Tag Archives: windows

Twelve Treats of Christmas

My taste runs toward the savory. If offered my dessert first I’ll probably refuse. I like my veggies and my salad and my protein. But when the second week of December comes, I remember fondly all the sweet and wintry food associated with past Christmas festivities and traditions. As I sit at my desk this month, with the darkening sky outside my window and the cozy lights inside, I feel ready to share memories of some seasonal treats. For the next twelve days, starting on Monday, I’ll post one a day until Christmas. I hope these posts rekindle some of your own memories of family celebrations and good cheer.

"Studio Window with Little Lights," Carol Crump Bryner, gouache and colored pencil, 2010

“Studio Window with Little Lights,” Carol Crump Bryner, gouache and colored pencil, 2010


March Window

The month that “comes in like a lion and goes out like a lamb” brings with it the first signs of spring.
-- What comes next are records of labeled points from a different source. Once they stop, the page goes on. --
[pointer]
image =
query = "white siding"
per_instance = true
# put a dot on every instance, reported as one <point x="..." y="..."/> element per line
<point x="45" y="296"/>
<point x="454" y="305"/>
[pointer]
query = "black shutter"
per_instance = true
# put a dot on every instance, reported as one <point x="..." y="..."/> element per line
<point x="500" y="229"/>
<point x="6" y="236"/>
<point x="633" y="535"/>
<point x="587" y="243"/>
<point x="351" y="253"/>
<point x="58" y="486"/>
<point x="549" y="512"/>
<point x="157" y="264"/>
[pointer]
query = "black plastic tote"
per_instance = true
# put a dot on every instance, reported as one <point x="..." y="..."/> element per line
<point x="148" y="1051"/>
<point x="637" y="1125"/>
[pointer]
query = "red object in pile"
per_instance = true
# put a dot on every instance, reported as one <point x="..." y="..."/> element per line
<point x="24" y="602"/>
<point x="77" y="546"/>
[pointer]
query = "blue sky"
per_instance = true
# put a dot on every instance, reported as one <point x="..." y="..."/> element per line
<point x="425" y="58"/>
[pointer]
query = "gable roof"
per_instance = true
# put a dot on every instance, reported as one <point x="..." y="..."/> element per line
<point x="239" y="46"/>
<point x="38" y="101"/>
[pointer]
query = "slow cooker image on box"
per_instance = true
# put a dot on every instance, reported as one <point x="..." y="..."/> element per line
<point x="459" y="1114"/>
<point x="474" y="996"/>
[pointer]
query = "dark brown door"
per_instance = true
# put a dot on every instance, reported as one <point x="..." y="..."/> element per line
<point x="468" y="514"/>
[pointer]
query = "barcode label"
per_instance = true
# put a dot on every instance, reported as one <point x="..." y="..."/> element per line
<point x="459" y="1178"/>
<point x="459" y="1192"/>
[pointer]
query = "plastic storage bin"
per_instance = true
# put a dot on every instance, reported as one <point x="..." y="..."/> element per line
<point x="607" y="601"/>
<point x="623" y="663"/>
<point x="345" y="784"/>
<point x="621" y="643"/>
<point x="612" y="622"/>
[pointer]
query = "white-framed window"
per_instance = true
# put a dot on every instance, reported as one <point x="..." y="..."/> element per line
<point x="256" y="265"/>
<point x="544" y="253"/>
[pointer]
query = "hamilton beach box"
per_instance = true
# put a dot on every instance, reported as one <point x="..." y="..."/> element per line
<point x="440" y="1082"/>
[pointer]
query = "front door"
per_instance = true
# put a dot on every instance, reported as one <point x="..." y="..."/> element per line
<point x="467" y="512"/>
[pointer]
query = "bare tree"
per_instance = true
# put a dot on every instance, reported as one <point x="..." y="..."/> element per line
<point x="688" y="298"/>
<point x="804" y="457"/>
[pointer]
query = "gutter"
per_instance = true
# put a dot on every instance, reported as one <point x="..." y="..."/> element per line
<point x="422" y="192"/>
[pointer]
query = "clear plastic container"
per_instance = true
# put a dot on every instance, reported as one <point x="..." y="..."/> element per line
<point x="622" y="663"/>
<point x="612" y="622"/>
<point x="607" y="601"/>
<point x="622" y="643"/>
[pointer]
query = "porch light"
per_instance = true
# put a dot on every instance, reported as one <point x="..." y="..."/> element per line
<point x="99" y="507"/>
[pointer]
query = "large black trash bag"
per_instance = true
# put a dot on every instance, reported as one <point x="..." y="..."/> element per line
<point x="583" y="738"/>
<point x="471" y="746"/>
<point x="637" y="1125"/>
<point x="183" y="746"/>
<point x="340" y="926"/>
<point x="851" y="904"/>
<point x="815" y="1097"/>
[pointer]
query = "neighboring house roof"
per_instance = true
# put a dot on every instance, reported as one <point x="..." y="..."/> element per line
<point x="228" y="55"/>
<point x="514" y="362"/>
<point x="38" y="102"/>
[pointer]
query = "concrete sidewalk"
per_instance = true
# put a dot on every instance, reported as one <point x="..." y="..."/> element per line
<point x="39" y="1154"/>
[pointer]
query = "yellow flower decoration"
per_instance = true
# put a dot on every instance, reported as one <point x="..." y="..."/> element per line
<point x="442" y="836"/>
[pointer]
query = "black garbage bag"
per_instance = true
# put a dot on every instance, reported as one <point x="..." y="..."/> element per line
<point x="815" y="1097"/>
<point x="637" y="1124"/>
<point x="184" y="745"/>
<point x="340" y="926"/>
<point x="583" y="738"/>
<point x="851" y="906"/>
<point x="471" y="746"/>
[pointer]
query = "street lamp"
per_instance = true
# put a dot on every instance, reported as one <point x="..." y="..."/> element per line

Color creeps back into the landscape, the birdsong can be heard again, and the winds blow away the dark clouds of a long winter.

This is the twelfth and last of my monthly “Windows.” Being able to share these monoprints and the words of my great-grandmother Lydia Jane Hall with all of you readers has been one of my favorite parts of creating this blog. Her words continue to inspire my painting, my writing, and my day-to-day life, and, like her, I welcome the spring that’s coming and the “good old summertime” that isn’t far behind.

"March Window," Carol Crump Bryner, monoprint

“March Window,” Carol Crump Bryner, monoprint

Saturday, March 2, 1912 – “March coming in like a lion. Hope it will soon be lamb like.” – Lydia Jane Hall

Tuesday, March 31, 1913 – “A beautiful early morning. The high winds of old March are howling now and hope they will cease soon as this is the last day.” – Lydia Jane Hall

Thursday, March 10, 1921 – “A nice day after the shower. The grass is beginning to look green where the snow lays. The children are well and happy out in the open. Their colds do not trouble much, only the use of handkerchiefs.” – Lydia Jane Hall

Tuesday, March 4, 1924 – “A beautiful day. A bright sunshine all day. The snow has certainly gone today, or we can see it is letting go. There is enough left yet. The water has been running off the hills all day. The boulevard covered – the streams are full. Soon the traveling will be good. The green grass will take the place of snow. The birds will come back to build their nests among the green leaves and sing their songs, and they will be welcomed by us all.” – Lydia Jane Hall

See also: April, May, June, July, August, September, October, November, December, January, February Windows.

On Wednesday:  Letters

February Window

The New England landscape in February is short on color. It still has an “Ethan Frome-ish” feeling about it. But it’s a short month, and there are days that brighten its passage. Red appears on February 14th when valentines, roses, and chocolates celebrate the day. My mother always made a cherry pie to celebrate George Washington’s February 22 birthday. We ate our slices after the evening meal garnished with big blobs of homemade whipped cream. I’m sorry the Presidential birthdays were merged into one work-friendly holiday. It seemed right and fun to celebrate George and Abe on their own special days, and then to start looking forward to spring.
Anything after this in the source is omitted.